“O-tsuki-mi” We Japanese love to watch the moon on 15th September
In Japan, we have four seasons (Spring, Summer, Autumn and Winter). We change our clothes to fit the season, with short-sleeved shirts for summer and long-sleeved shirts for spring and autumn. In winter we wear coats. We have a good sense of fashion and love to change our clothes to suit the different seasons. In each season, different flowers bloom. Some people love to plant seasonal flowers and to go to the suburbs to see beautiful flowers and trees with friends.
In the night of the 15th of September is revel as having the most beautiful night sky of the whole year. You can see the moon and even distant stars. The 15th of September offers us a full, mid-Autumn moon that is the most beautiful moon of the year, known as the ‘heaviest moon’ or the ‘full moon of the 15th’. A common fairy tale states that a giant rabbit live in the moon, beating ‘mochi’ or soft rice cake.
This custom crossed to Japan from China. In China, there has been a festival known as “Chu-shu-setsu” since the Tang era which makes the autumnal equinox. This custom came from China to Japan between the Nara and Heian era and took root in Japanese culture. Noble families would elegantly observe the reflection of the moon in the water of a lake from a small boat they would cast out. They would compose poems on the moons’ beauty.

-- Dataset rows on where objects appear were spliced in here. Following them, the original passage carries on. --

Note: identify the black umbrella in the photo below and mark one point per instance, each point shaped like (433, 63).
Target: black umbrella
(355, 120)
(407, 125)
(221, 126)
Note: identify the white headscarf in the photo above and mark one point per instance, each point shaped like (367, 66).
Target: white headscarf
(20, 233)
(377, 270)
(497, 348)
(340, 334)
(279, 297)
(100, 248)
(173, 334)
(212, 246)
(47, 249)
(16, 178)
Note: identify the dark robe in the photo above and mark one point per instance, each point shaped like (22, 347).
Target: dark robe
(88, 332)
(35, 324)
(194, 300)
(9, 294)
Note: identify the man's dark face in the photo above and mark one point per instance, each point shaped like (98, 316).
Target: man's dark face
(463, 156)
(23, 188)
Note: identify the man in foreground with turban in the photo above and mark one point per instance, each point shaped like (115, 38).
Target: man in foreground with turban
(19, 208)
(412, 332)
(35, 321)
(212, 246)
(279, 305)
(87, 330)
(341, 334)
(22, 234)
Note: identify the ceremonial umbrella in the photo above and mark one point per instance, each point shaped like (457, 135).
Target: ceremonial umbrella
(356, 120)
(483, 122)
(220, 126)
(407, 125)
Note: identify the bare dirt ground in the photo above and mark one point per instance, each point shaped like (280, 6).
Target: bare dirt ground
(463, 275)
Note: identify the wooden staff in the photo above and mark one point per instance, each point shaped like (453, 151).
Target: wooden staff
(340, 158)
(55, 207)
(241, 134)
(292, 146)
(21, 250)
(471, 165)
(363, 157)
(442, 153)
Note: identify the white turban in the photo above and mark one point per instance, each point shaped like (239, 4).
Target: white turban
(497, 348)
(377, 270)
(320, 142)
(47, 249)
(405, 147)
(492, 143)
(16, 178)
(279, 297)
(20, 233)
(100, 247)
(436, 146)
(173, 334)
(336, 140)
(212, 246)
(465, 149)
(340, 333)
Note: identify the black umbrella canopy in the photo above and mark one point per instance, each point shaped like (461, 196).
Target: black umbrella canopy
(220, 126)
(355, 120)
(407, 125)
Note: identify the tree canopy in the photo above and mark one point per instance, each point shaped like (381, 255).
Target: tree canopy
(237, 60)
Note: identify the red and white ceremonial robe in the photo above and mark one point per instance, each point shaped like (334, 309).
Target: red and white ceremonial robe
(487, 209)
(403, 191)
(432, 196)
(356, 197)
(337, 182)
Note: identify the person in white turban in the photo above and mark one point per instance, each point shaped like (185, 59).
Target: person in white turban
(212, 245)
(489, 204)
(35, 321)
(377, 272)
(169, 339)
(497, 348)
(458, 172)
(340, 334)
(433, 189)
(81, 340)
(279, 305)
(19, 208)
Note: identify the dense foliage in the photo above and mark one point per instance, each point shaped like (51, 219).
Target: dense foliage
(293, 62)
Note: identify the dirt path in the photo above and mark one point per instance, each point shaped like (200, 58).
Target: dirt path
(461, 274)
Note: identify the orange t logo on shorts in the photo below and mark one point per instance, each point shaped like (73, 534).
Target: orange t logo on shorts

O-tsuki-mi is a significant event in that it involves offering thanks for the harvest taken in during September. We make an offering to God of Taro potatoes that have been steamed in their skins; this is the reason for calling the 15th September ‘Imo-Meigetsu’ a reference to harvested potatoes.
The 13th of October of the old calendar is known as ‘Ju-san-ya’, the moon of 13th of October. This is another night on which it is customary to watch the moon. Other days to watch the moon include ‘Nagori-no-tsuki’ and ‘Ato-no-tsuki’, on these days beans and chestnuts are offered instead of taro potatoes.
On both the 15th of September and the 13th of October, we place a stand on the balcony or porch of our houses. We offer dumplings and seven kinds of autumn weeds, Eupatorium, Ominaeshi, Ivy, Bush clover, Chinese bellflower, Pink and Arista.
If you look at the moon just once on either the 13th or 15th, it is very bad luck and is known as ‘Katami-zuki’. We always watch the moon on the 13th and 15th for good luck and a plentiful harvest. This festival shows the mysterious nature of the moon within Japanese culture.